Así pues, la inexistente o, en el menos malo de los casos, no declarada pero sí vigente política cinematográfica actual consiste de manera preponderante, desde hace algunos lustros, en producir y producir tanto como sea posible. Lo hecho respecto del rubro “producción” puede verse como un logro, siempre que se soslayen dos aspectos.

 El ave Fénix de la cofradía

El primero de dichos aspectos es una variante del gatopardismo: cada período de nuestra cinematografía ha incurrido, ya sea deliberadamente o de manera tácita, en la creación de un grupo –más o menos numeroso– de miembros que, sean o no conscientes de su condición, resultan ser y se comportan como elegidos. Así sucedió en la “época de oro” de nuestro cine, en su decadencia a finales de los años cincuenta y en los sesenta; lo mismo tras el golpe de timón setentero y, a pesar del espíritu “democratizador” e incluyente que inspiró la creación de los hoy desaparecidos fideicomisos cinematográficos, siguió sucediendo: ya fuera porque se volvieron habilísimos en la confección de proyectos susceptibles de recibir apoyo financiero gubernamental –las famosas “carpetas”, para cuya elaboración había (¿hay?) talleres y gente que cobraba (¿cobra?) por elaborarlas–, o porque sus proyectos eran (¿son?) calificados por sus pares previamente beneficiados con apoyos, en un ritornello donde dador y receptor sólo intercambian posiciones, el esquema tuvo como resultado el apoyo a pocos y la negación del mismo para muchos.

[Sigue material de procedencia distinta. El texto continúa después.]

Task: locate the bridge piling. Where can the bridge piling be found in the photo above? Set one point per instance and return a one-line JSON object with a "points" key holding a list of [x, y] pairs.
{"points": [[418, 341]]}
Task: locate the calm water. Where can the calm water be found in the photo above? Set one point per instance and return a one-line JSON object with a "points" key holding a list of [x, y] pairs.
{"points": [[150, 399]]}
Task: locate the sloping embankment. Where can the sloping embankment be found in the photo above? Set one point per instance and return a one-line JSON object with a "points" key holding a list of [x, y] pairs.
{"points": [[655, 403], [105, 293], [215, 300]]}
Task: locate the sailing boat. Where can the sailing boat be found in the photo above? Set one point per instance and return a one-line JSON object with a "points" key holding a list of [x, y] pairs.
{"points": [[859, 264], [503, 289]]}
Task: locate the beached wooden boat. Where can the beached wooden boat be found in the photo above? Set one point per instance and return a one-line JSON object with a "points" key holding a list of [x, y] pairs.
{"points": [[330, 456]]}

La explicación del grito que algunos pusieron en el cielo hace seis años, cuando los fideicomisos se transformaron en otra cosa, no está en la causa justa y totalmente defendible de mantener el apoyo estatal a la cinematografía, sino más bien se halló en algo tan burdo y desagradable como el pataleo por la pérdida de lo que, a esas alturas, ya no era más que el privilegio de unos cuantos.

La pantalla como embudo

El segundo aspecto es simple hasta el absurdo: de ciento y pico filmes anuales producidos, nada más una cuarta parte, cuando mucho un tercio, pueden verse en cartelera. El resto es flor de un día de festivales, si les va bien, o muerto en vida dentro de su lata. Desarticulada de las siguientes fases –distribución y exhibición–, pese a esfuerzos más bien tibios o equívocos por integrar los tres aspectos, la producción se sigue acumulando sin muchas esperanzas de cotejarse con el público, y si antes la limosna de ser tomado en cuenta se le pedía sobre todo a Cinépolis y Cinemex, hoy se suman las plataformas streaming, que operan bajo idéntica lógica: no son hermanitas de la caridad y nunca considerarán aquello que no deje ganancias singulares.

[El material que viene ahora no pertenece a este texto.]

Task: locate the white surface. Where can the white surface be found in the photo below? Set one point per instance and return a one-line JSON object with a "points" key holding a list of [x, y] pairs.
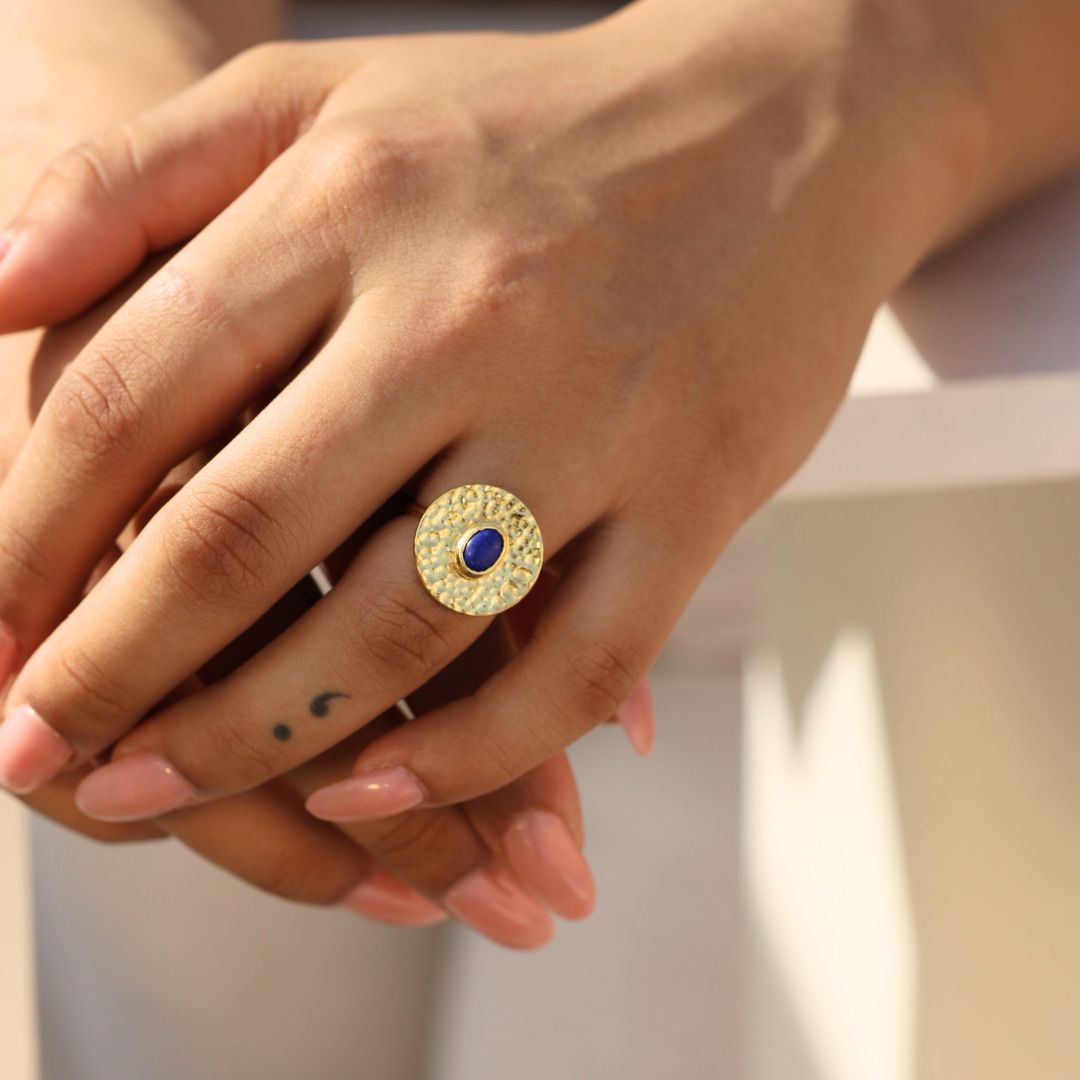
{"points": [[972, 375], [18, 1044], [154, 966], [913, 787]]}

Es pregunta: si la puerta no se abre ni se abrirá jamás, y por ese embudo no han de pasar ni siquiera las producciones más visibles –falta considerar la cifra, de seguro inmensa, de filmes hechos al amparo de ninguna entidad, a los que nadie toma en cuenta ni para llevar registro, menos para ver de qué se trata ese otro cine–; si ni leyes ni buenas intenciones han logrado que se abra más que una mísera rendija, ¿por qué seguir tocando? ¿No sería mejor dedicar, así sea durante un breve lapso –digamos, un sexenio–, esfuerzos y dineros en la creación de un circuito alterno, con una lógica distinta? Los resultados serían inciertos, pero los ampararía una certidumbre y una lógica elemental: habría más filmes vistos que no vistos, contrario a lo que sucede hoy.